DARPA releases toolbox to test AI against attacks

The Defense Advanced Research Project Agency has issued a set of tools to help artificial intelligence researchers improve the security of algorithms.

The Guaranteeing AI Robustness against Deception (GARD) program includes several evaluation tools for developers, including a platform called Armory that tests code against a range of known attacks. The tools are open for any researcher to use, and are intended to help prevent foreign powers from accessing databases and code that may be used in weapons.

“Other technical communities – like cryptography – have embraced transparency and found that if you are open to letting people take a run at things, the technology will improve,” said Bruce Draper, the program manager leading GARD, said in a release.

As DOD moves closer to using AI in battle, its coders have been focusing on how to ensure its data and algorithms are secure from attack. Hackers that can alter training data, adjust the weights of a neural network or otherwise change an algorithm without being detected could wreak havoc on systems that relies on AI.

Research funded by the Army has identified ways in which subtle modifications to databases could dramatically alter an AI’s ability to preform accurately. It’s a problem other services and the Joint AI Center are also focused on.

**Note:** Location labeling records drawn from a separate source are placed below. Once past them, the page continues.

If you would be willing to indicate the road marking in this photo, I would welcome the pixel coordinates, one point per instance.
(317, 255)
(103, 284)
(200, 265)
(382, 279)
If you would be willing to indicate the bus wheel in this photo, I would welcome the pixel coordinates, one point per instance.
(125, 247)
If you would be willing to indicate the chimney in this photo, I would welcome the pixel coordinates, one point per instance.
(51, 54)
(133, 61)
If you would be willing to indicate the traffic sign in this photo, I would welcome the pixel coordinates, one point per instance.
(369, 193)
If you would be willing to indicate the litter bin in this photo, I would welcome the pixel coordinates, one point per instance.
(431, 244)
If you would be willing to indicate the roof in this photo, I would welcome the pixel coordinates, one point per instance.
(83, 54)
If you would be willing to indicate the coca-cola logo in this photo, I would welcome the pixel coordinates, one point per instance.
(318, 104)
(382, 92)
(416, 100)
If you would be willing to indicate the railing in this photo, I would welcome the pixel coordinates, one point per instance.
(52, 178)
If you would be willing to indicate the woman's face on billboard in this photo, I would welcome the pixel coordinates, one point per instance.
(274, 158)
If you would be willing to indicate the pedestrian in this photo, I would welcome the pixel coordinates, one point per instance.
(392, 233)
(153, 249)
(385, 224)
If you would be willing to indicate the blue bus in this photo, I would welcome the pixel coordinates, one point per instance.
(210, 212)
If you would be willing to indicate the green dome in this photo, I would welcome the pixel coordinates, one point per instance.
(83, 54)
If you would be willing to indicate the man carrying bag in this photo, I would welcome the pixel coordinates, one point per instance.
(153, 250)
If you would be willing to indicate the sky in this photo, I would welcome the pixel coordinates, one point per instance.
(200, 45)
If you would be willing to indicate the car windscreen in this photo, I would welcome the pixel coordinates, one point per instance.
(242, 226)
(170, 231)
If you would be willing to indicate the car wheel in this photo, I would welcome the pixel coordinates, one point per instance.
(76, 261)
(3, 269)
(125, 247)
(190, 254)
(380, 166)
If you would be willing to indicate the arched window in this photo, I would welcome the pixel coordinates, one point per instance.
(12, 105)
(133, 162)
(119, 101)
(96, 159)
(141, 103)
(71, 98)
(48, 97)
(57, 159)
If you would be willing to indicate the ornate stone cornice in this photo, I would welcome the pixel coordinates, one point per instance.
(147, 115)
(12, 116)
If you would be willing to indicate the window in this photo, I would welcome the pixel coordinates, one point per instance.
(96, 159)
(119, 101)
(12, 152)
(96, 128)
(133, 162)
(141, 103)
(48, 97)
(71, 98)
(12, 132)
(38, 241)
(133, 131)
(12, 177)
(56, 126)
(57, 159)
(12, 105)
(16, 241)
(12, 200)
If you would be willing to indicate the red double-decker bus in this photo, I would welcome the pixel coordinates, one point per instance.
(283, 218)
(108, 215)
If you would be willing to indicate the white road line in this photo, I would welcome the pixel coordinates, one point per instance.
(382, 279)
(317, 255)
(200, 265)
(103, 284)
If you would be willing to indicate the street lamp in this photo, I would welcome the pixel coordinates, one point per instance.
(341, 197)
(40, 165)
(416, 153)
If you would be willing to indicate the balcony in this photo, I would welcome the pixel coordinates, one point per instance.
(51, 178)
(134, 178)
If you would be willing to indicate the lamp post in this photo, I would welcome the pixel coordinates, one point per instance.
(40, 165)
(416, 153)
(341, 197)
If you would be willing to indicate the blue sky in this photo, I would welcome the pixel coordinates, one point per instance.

The GARD program includes tools to test against data poising, according to DARPA. One set of tools, Adversarial Robustness Toolbox (ART), started as an academic project, but has since been picked up by DARPA for further research.

“Often, researchers and developers believe something will work across a spectrum of attacks, only to realize it lacks robustness against even minor deviations,” the DARPA release states.

The GARD program has researchers from Two Six Technologies, IBM, MITRE, University of Chicago, and Google Research working on the program.